Katharine felt a hysterical desire to laugh, which she controlled with difficulty. She spoke very humbly, instead.

"It must be my own fault, if I have allowed you to think all these things about me," she said. "There is nothing great reserved for me; I am just a complete failure, and that is the end of all my ambition and all my conceit. I wish some one had told me I was conceited, before I got so bad."
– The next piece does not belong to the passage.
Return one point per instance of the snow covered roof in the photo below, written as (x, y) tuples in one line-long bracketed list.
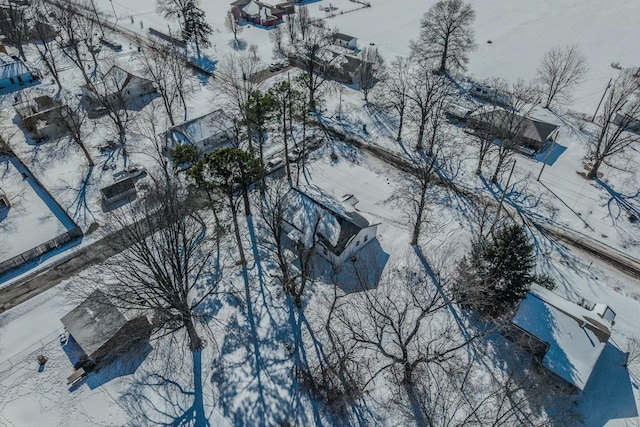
[(576, 336), (252, 8), (94, 322), (344, 37), (115, 80), (11, 67), (335, 225), (198, 131)]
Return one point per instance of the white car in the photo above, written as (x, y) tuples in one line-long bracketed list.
[(132, 171)]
The Honourable Mrs. Keeley was silenced at last. None of her experience of working gentlewomen helped her to meet the present situation. A woman with a great future before her had obviously no right to be humble. But Marion realised gleefully that she had gained a new and unexpected ally.
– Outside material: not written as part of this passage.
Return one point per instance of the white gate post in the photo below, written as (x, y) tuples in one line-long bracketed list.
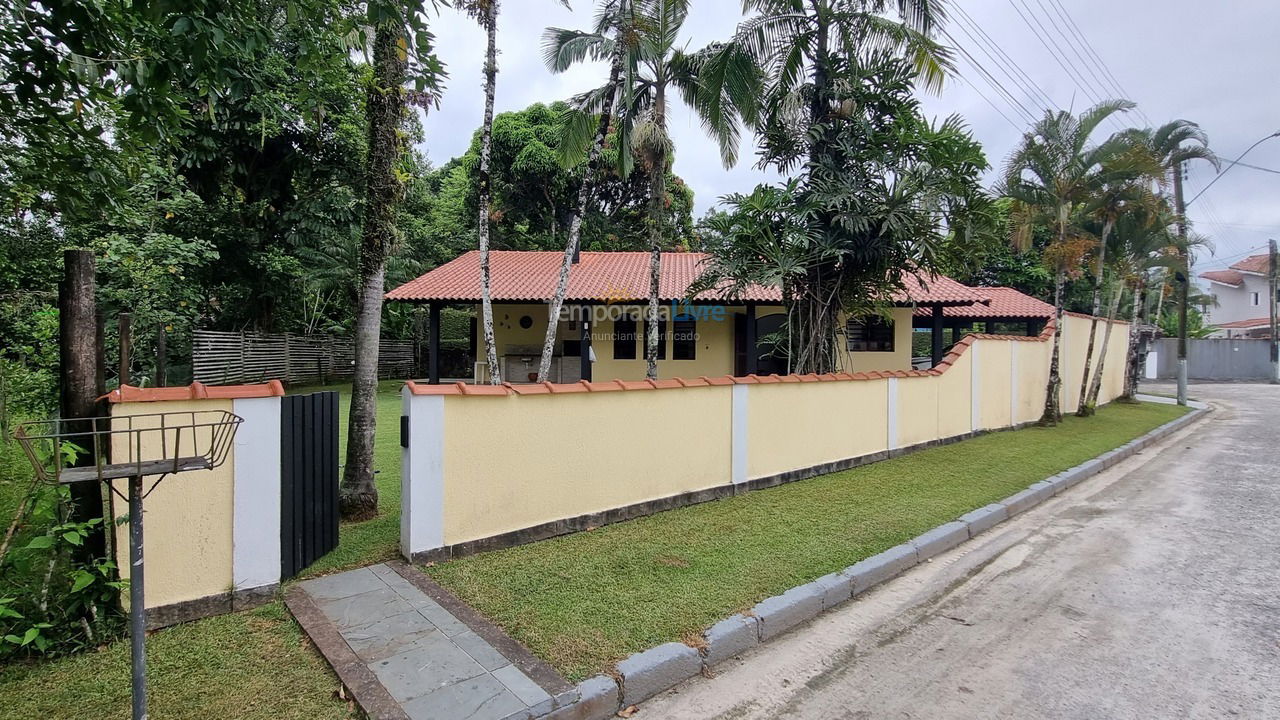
[(421, 473)]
"I always said you were much too jolly to belong to mamma's set," she observed; at which the angered feelings of her mother compelled her to seek comfort in solitude, and she made some excuse for retiring to her boudoir, and left the two rebels together. They looked at one another and broke into mutual merriment. But Marion laughed the loudest,--a fact that she herself was the first to appreciate.
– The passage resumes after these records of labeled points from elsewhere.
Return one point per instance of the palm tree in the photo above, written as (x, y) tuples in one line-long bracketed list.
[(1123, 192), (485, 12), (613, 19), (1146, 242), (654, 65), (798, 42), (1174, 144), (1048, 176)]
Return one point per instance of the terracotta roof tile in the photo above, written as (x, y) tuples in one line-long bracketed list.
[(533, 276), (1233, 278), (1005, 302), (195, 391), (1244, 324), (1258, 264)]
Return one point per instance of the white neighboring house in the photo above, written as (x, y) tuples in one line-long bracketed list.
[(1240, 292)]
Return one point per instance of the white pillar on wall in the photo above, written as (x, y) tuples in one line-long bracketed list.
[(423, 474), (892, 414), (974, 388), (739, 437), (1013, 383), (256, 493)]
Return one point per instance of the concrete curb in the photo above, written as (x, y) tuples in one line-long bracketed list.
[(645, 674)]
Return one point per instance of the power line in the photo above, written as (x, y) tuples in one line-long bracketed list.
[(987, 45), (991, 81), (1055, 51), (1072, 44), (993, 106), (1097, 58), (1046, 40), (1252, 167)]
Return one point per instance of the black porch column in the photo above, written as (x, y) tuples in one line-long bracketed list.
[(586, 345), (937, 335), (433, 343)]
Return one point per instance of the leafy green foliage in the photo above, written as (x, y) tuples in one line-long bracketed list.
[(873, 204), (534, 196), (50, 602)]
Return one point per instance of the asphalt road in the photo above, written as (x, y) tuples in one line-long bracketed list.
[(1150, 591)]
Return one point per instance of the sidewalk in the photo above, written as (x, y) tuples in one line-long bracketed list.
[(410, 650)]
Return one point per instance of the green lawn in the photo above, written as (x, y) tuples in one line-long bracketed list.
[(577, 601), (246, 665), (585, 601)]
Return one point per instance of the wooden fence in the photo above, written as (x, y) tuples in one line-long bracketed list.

"Kitty," she said suddenly, growing grave, "I am so sorry, dear!

What's up, and who has been treating you badly?"

She strolled away immediately to pour out tea, and Katharine had time to recover from surprise at her unusual penetration.

"How did you know?" she asked, slowly.

"I guessed, because--oh, you looked like it, or something! Don't ask me to give a reason for anything I say, _please_. It isn't my business, of course, and I don't want to know a thing about it if you would rather not tell; only, I'm sorry if you're cut up, that's all.

Did you chuck him, or did it never get so far as that? There, I really don't want you to tell me about it. Of course, he was much older than you, and much wickeder, and he flirted atrociously with you and you were taken in by him, you poor little innocent dear! I know all about it, and the way they get hold of girls like you who are not up to their wiles. He was married, too, of course? They always are, the worst ones."

It was too much trouble to correct her a.s.sumptions, and Katharine allowed her to go on. After all, her sympathy was genuine, if it was a little crudely expressed.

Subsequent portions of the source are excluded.